But the pizza’s gone, and that sucks, because it’s always him and it’s always when he’s grabbing the pizza, (okay, no, Leo gets ambushed more than he does, but that’s besides the point) even though he’s only been allowed to get it, what, three, four times? It’s not that he’s slow, or even really loud (though, that might be part of it) it’s just that nobody ever, ever seems to trust him not to eat it on the way home.
The incident of the Chinese take-out three years ago is never to be mentioned. Ever. His stomach still writhes in pain at the thought.
Oh, right! He’s dodging isn’t he? Huh. Either he’s been getting better or the standard, cardboard cutout lackeys that he’s been finding in the alleys lately are just getting worse. Honestly, no creativity at all. If one shoots his gun, they all do. ‘They’re clones!’ cries his inner sci-fi buff. Not too bad an idea actually…

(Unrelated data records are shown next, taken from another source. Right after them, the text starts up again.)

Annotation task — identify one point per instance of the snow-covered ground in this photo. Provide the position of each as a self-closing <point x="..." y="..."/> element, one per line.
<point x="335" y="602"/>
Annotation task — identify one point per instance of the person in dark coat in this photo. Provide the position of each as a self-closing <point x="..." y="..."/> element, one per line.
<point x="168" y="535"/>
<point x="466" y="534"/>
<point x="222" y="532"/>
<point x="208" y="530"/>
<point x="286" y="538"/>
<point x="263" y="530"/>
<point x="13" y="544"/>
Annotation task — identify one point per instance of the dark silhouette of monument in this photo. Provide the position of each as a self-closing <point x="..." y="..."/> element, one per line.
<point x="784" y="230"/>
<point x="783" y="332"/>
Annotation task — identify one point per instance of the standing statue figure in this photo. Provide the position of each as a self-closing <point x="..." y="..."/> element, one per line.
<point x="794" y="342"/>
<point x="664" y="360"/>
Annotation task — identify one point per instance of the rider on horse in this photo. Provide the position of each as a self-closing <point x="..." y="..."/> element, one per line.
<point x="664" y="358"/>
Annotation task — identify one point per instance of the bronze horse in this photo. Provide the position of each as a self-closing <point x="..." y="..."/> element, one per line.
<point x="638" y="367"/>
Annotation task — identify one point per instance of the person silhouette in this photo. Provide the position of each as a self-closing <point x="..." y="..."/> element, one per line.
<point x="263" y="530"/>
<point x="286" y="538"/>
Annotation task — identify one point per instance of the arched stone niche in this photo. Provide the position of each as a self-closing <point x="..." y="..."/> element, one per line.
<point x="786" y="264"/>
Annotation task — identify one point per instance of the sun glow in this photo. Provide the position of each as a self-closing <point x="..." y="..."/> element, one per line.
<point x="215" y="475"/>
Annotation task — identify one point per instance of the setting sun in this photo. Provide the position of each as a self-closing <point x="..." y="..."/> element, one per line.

Thrust out with the gun, feint to the side, jab with the elbow, but they keep on missing, missing, missing…
With this rather lacking amount of skill, he’s almost embarrassed that they caught a peek at his wonderfully dashing/charming/sexy/insert-compliment-here form.
He’s going to have to knock them out soon. Or he could always stick around and watch them knock themselves out, but it’d cut off the time he had to find a payphone and re-order the two large cheese pizzas plus garlic bread, (maybe grab some breath mints for Master Splinter as well) pick it all up, and then get home without Donnie freaking out about the curfew. Hah. Curfew. He’s a freaking ninja. Who ever heard of a ninja with a curfew?
“I’m serious Mikey! We don’t know what this guy is planning…insert explanation of why that’s a Very Bad Thing…so get your shell back here by two or I’m coming out after you and…!”
It had been an empty threat, but there had been no point in saying what they both knew. If Donnie left, who’d watch over Leo and Raph? Master Splinter was awake, sure, but-
-dammit, that’d been too close. Teeth snapped together as he hit the pavement, lashing out with his legs and tossing one guy into his buddies. It was instinct that brought the nunchuck around with his free arm, crunch as it struck some guy’s knee and a final thump as the throat caved inward with a not-so-well aimed kick. (Dammit, he’d been going for the gut…!) When the hell did those guys in suits get here, and where did they learn those moves?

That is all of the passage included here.